# Dock & Pier @ Edisto Island



## Redfoot NERD (Oct 8, 2008)

We found this place almost by accident. We were told this was a fantastic "shell-beach". It's a very 'private' beach area with only private-owned high-dollar rentals and 'time-share' units to stay in.. no motels within 50 miles [ literally ]. What a find!

The early evening we arrived.. this is a restaurant.. note pier in the background..







About 12 hours later.. [ one of my all-time favorite pics ]..






From the other side by the pier and where all the shells are.. you could literally scoop them up with a regular full-size shovel..






The next mid-morning there was a 'tide' that was not common for that beach..
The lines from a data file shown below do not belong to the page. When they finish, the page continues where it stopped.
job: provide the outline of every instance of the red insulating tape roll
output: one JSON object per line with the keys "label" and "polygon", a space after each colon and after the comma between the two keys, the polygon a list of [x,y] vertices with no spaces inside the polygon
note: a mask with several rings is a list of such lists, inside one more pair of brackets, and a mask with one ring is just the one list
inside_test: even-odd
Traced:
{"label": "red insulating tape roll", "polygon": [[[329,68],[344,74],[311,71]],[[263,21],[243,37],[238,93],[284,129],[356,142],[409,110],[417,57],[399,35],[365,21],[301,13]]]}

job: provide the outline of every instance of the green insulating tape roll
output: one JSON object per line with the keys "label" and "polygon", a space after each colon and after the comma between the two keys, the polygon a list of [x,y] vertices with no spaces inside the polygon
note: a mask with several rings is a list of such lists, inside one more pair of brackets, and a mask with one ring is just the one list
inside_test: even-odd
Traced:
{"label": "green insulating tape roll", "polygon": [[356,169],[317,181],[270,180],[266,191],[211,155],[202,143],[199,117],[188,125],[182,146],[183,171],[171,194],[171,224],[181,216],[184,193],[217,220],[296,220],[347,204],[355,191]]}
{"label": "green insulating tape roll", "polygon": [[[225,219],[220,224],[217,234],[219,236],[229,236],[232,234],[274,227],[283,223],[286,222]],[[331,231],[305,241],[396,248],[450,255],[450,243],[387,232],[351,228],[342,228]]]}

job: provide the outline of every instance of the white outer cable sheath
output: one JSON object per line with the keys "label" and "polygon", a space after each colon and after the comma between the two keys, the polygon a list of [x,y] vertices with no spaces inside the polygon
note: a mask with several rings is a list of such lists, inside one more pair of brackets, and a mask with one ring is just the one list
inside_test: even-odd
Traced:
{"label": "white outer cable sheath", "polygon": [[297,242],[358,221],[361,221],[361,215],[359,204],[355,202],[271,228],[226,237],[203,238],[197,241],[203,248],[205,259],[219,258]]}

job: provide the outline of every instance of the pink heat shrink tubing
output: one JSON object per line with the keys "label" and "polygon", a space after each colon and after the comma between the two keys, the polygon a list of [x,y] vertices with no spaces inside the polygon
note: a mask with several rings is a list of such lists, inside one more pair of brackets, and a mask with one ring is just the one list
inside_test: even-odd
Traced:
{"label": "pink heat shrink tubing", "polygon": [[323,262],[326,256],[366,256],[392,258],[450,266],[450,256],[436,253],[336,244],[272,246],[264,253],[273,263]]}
As I recall in the spring of '07 the locals decided that the beach was 'eroding' away.. so they "dredged" the area and covered up all of the shells! When we went back last year about this time we found this out.. there were no shells to be found..





Terry K


----------



## Isa (Oct 9, 2008)

Very nice pictures Terry 

Thanks for sharing


----------



## Chucky (Oct 9, 2008)

They did that to keep out the riff-raff Nerd


----------



## Josh (Oct 9, 2008)

that sunrise photo is beautiful! what a neat area


----------



## Laura (Oct 9, 2008)

What kind of shell? Look like clam or oyster.. Natural or were they put there? I would think they would come back if they were natural.. 
Love the beach!!


----------